Dpp has said that

The Democratic Progressive Party has said that limited donor support and natural disasters that had hit the country have been the major challenges the DPP government has faced in the three years it has been in power.
DPP Publicity Secretary Francis Kasaila said that minimal foreign aid due to a combination of several factors including Cashgate and the freezing of donor support, but the party has tried to serve Malawians to its level best.
“From 2014 to 2015 the country experienced dry spell and 2016 we experienced floods that affected many districts of the country. We also lost 40% donor support because of Cashgate. These made economy to struggle and made the two and a half years toughest, but we have managed to serve Malawians without donor support,” said Kasaila.
President Peter Mutharika was sworn in on May 31, 2014 after a disputed poll, and a recent study shows his leadership has failed Malawians on governance, corruption and elections that it would not retain power if polls were held today.
On Tuesday, the AfroBarometre study revealed 88 percent of Malawians think this country is going in the wrong direction under the DPP leadership but government spokesperson Nicholas Dausi dismissed the findings as not being a true reflection of the situation on the ground.

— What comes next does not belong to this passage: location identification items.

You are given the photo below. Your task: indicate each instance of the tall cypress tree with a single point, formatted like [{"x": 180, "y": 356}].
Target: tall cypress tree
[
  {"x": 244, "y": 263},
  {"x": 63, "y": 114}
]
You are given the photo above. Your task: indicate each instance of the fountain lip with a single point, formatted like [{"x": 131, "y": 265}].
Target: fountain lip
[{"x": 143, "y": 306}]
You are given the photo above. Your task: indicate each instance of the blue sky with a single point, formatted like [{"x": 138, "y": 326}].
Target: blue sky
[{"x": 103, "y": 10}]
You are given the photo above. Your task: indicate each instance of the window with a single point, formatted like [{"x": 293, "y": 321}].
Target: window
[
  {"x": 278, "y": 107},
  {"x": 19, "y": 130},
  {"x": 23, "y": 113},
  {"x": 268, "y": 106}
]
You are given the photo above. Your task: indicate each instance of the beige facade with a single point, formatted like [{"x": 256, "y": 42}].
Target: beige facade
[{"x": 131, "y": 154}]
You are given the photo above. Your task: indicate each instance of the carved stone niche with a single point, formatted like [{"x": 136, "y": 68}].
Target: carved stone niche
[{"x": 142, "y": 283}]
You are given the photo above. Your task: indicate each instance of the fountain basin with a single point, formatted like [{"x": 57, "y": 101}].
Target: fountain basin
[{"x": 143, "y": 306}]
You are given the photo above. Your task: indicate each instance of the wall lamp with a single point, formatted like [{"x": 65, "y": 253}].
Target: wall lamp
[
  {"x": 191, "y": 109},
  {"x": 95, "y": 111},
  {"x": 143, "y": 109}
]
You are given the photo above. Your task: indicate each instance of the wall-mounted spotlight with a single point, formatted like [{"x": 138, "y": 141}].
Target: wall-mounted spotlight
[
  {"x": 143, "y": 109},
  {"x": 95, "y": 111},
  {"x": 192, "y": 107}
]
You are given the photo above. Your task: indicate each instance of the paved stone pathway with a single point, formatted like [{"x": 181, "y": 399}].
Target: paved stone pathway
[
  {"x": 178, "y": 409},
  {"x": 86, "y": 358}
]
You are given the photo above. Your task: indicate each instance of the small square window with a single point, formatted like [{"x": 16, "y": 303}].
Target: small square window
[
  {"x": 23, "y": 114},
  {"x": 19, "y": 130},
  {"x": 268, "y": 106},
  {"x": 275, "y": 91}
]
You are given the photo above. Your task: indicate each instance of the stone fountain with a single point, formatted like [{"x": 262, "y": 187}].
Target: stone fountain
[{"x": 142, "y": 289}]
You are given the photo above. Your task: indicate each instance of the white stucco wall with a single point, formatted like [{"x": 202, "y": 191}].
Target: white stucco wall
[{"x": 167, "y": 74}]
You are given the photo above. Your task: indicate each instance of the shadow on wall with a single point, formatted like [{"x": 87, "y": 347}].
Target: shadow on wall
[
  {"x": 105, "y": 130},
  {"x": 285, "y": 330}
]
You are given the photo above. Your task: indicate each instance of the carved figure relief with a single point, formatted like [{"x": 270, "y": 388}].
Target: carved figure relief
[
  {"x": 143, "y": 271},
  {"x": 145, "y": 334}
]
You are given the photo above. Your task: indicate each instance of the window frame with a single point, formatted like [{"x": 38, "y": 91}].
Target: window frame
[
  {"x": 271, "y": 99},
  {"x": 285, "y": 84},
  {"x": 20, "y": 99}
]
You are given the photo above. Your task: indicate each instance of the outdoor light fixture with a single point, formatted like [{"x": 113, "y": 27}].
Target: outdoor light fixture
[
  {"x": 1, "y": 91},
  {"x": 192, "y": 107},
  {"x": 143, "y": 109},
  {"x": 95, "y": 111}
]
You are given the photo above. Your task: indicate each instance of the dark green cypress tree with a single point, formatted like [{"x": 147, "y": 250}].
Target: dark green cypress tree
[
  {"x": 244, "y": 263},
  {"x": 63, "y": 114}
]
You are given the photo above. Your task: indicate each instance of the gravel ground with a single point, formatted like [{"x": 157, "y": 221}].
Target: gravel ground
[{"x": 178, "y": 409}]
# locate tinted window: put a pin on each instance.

Meanwhile, Kasaila has said that the timing of the survey affected the findings.
“At the time the survey was conducted, November/December, we had serious challenges of electricity, food situation, and therefore people were really angry, not because of the way government is doing its business, but because they were misinformed,” Kasaila said.
When asked to rate performance of the DPP led administration in the three years, political analyst Joseph Chunga said that the Afro-Barometer findings are nothing but a true reflection of Malawi today.
“If you have a country where 88% of its people, regardless of their political affiliations, are saying that their country is going in the wrong directions, for me that is an indication of how people are feeling about the DPP regime three years down the line,” Chunga said.
With less than two years to the next election, the Peter Mutharika administration is hoping things will get better as soon as possible to stand a chance of re-election.